Anders als bei Wahlen in den Mitgliedstaaten könnte, wenn es um die Zusammensetzung des Europäischen Parlaments geht, die Versuchung bei Wählerinnen und Wählern stärker durchschlagen, “Denkzettel” zu verpassen – in der irrigen Annahme, es gehe um nichts. Dabei ist das EU-Parlament Gesetzgeber wie Bundes- oder Landtag, und seine Entscheidungen – etwa in der Klima- oder Energiepolitik – betreffen jeden Bürger unmittelbar.
Daher kommt einer seit langem im Parlament gültigen Grundregel eine zentrale Bedeutung zu: Um ihr Gewicht bei der Gesetzgebung im Zusammenspiel mit dem in der Gesetzgebung gleichberechtigten Ministerrat – dem Beschlussorgan der 27 Mitgliedstaaten – in die Waagschale werfen zu können, müssen
nicht nur Abgeordnete der traditionell größten Fraktionen, die der Europäischen Volkspartei (EVP) und der Sozialdemokraten (S&D), sondern auch der Liberalen (Renew Europe) und der Grünen/Europäische Freie Allianz (Grüne/EFA) möglichst an einem Strang ziehen.

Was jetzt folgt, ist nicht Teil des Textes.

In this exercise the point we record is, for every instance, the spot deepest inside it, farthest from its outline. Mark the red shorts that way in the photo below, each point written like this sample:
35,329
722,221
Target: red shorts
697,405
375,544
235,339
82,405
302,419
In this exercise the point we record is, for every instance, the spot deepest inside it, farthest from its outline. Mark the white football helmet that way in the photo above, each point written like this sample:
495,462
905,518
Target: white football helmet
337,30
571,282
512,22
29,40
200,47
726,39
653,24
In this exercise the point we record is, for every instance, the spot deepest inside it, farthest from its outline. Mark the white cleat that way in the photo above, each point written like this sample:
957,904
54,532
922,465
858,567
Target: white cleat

In dieser Einschätzung waren sich Abgeordnete der vier Fraktionen bei einer gemeinsam von der Vertretung Baden-Württembergs bei der Europäischen Union sowie der überparteilichen Europa-Union, Verband Brüssel, veranstalteten Podiumsdiskussion grundsätzlich einig. Sie stand unter dem Titel „Wechselnde Koalitionen im Europäischen Parlament unter der Lupe: Was kommt nach 2024?“ Auch wenn Moderator Ottmar Berbalk manch brennendes Thema – nicht zuletzt den Umgang mit der Konkurrenz am rechten Rand – unter die Lupe nahm, sorgte er souverän und mit manch launigen Bemerkungen dafür, dass sich die Teilnehmer zwar eine lebhafte Debatte lieferten, aber nicht wirklich in die Haare gerieten.
Tatsächlich handelte es sich um eine reine Männerrunde. Terry Reintke, die Ko-Fraktionsvorsitzende der Grünen, hatte kurzfristig absagen müssen. Für sie war der Sprecher der deutschen Grünen, Rasmus Andresen aus Schleswig-Holstein, eingesprungen. Weitere Teilnehmer waren der Ko-Vorsitzende der CDU/CSU-Gruppe, Daniel Caspary (CDU), der ebenfalls baden-württembergische Abgeordnete René Repasi von der SPD sowie der nordrhein-westfälische FDP-Parlamentarier Moritz Körner.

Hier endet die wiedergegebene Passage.